Personas manejando hablando por celular, niños sentados adelante en los autos y en frente de los mismos carabineros que controlan el tránsito fueron vistos por nuestro equipo periodístico en estas semanas.

“Y eso es porque el desorden civil en Chillán es ya tan grande que sencillamente el respeto a la autoridad se perdió, a la gente le da lo mismo el carabinero y el carabinero a su vez se ha mostrado permisivo y sin fuerza para poner orden en la ciudad. Ellos podrán tener un discurso X, pero lo cierto es que si sales a la calle ves lo contrario, la gente se estaciona donde quiere, cruza por donde quiere, maneja sin licencia, construye ampliaciones sin permiso y si te paras en el damero de la ciudad ves que Chillán se proyecta como una mancha urbana, sin estructura y sin ley”, sentencia con dureza el sociólogo de la Municipalidad de Chillán, Daniel Fuentes.

soluciones estériles
El arquitecto Francisco Oliver, plantea que es imposible que se genere una socidad respetuosa de las reglas y de la convivencia en una ciudad desordenada y que no satisface las necesidades de sus vecinos.

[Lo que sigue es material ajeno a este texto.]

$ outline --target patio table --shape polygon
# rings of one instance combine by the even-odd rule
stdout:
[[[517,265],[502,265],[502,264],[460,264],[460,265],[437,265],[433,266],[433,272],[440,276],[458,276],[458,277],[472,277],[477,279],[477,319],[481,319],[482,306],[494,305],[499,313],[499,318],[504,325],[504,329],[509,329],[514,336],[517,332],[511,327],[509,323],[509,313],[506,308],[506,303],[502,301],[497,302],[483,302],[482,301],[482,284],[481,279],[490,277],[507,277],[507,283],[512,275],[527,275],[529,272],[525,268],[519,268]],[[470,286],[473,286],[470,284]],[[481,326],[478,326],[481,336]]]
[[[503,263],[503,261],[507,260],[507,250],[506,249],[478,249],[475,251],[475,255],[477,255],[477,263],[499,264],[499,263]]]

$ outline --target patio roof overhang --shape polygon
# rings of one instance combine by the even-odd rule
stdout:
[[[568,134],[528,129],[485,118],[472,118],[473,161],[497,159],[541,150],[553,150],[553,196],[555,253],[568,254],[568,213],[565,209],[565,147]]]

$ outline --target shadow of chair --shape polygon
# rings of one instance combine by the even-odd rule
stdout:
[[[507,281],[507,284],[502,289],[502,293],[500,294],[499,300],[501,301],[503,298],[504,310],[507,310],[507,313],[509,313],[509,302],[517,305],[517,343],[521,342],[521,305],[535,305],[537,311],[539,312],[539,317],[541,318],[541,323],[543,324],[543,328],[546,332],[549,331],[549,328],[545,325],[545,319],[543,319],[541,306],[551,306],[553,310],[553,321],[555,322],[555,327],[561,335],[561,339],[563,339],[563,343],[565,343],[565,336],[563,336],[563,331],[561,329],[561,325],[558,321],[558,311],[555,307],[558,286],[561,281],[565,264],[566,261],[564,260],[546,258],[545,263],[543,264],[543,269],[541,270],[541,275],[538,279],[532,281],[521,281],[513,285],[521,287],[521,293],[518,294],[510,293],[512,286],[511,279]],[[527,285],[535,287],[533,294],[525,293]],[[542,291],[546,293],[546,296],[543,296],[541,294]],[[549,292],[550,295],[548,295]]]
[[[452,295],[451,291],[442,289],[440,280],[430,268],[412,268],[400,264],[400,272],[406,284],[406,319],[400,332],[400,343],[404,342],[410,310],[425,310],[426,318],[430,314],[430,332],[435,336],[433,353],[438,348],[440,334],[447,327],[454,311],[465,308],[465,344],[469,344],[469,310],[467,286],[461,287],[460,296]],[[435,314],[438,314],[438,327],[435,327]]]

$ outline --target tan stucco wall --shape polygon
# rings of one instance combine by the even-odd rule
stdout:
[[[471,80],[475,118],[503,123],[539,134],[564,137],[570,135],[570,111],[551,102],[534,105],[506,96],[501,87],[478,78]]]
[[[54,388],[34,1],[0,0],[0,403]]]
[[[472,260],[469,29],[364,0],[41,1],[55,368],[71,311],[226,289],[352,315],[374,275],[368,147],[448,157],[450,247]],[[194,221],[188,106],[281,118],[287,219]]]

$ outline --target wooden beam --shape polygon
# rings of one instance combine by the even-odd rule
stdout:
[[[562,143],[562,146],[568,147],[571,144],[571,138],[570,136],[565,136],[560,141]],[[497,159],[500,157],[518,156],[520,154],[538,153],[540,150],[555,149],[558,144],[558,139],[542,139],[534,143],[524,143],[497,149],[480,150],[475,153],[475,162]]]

“Existe una demanda de espacio muy grande, desde las personas que antes se estacionaban frente al local en el que iban a comprar y ahora deben hacerlo a tres o cuatro cuadras, al peatón que tiene espacios cada vez más estrechos a causa del comercio ambulante, y a que la ciudad no crece hacia arriba, en altura, sino que compite en espacio. Claramente, el centro de Chillán dejó de ser agradable”

Pero el problema mayor que observa Oliver, es que el Plan Regulador actual que se aprobó el año pasado, “es un Plan Regulador que ya está viejo, por lo que no satisface las necesidades que hoy ni a futuro plantea Chillán, por lo tanto, es una solución estéril”.

El arquitecto, además, critica que el verdadero Paseo Peatonal local debió extenderse por El Roble y no por Arauco, que presenta poco flujo, en especial en la segunda fase, entre El Roble y Maipón.

“Creo que aún es hora de reaccionar, hacer modificaciones inteligentes por drásticas que sean, sabiendo que al principio habrá oposición y quejas, pero la experiencia mundial demuestra que la gente se termina adaptando si es que el plan es bueno”.

sobrepasados
Pero si de cifras escandalosas se trata, las más impactantes son las que se encuentran en el transporte público y en los locales nocturnos de entretención, donde la tasa de desobediencia de la ley en ciertos ítems superar el 80%.

“Esta semana se han recibido 16 infracciones por choferes de buses de transporte de trabajadores, sin licencia”, certifica el juez Marín, al tiempo que el sargento Claudio Parra, jefe de la patrulla de Tránsito de Chillán, comentó que “hace dos semanas hicimos una fiscalización a estos buses de transportes de temporeros y el 80% estaba con irregularidades; hace unos días hicimos otra, y el resultado fue el mismo”.

Lo mismo ocurre con los pubs que fueron fiscalizados en noviembre por la Profovi y la patrulla de Tránsito de la Segunda Comisaría de Carabineros, operativo que terminó con varios computadores incautados y administradores detenidos.

“Acá también nos encontramos con que el 80% de los locales no tenían permiso para poner música, y conscientes de que incurrían en un delito, lo hacían”, zanjó el sargento.

Los vecinos que no respetan las normativas sobrepasan por lejos la capacidad fiscalizador de las autoridades, por lo que “en la última reunión que sostuvimos con Carabineros y el alcalde, se nos confirmó que la municipalidad espera aumentar la dotación de inspectores el año que viene”, adelantó Ignacio Marín.

Para Daniel Fuentes, en cambio, eso está lejos de ser una solución si la sociedad sigue formando ciudadanos que no respetan al resto y solo buscan “salvarse ellos, su propio beneficio, personas que son solidarias solo cuando ellos ya se sienten satisfechos y avasalladores e irrespetuosos hasta que consiguen lo que quieren”.